When I didn't know rfc1738, I always thought that the regular expression of the URL is very simple. I didn't expect that there are so many types of URLs, but I didn't even think that a common HTTP regular expression is not that simple.

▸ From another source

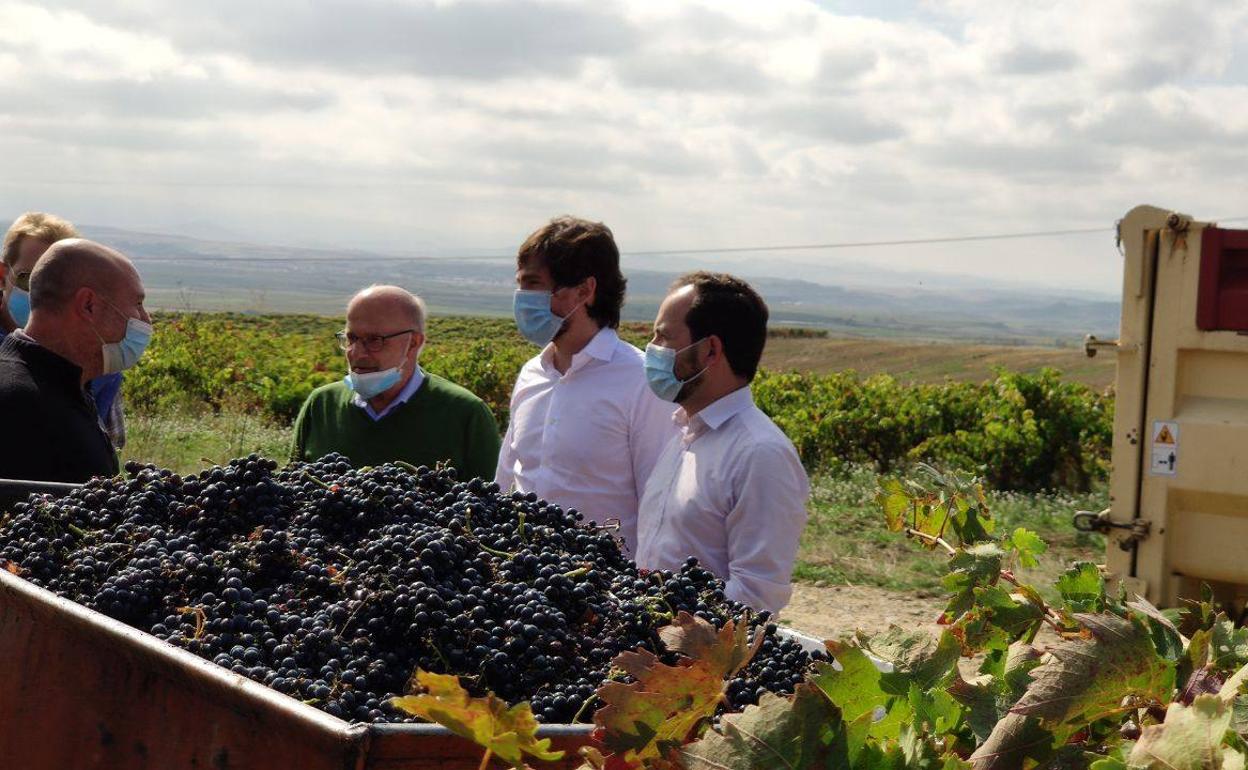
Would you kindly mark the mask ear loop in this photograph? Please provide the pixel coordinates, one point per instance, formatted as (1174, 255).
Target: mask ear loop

The following is a regular HTTP expression I found:
- Http: // ([\ W-] + \.) + [\ W-] + (/[\ W -./? % & =] *)?
Copy code
Of course, this has already met the needs of most people, but if strict verification is required, it still needs to comply with rfc1738.
URLs include HTTP, FTP, news, nntpurl, telnet, Gopher, WAIS, mailto, file, prosperurl, and otherurl.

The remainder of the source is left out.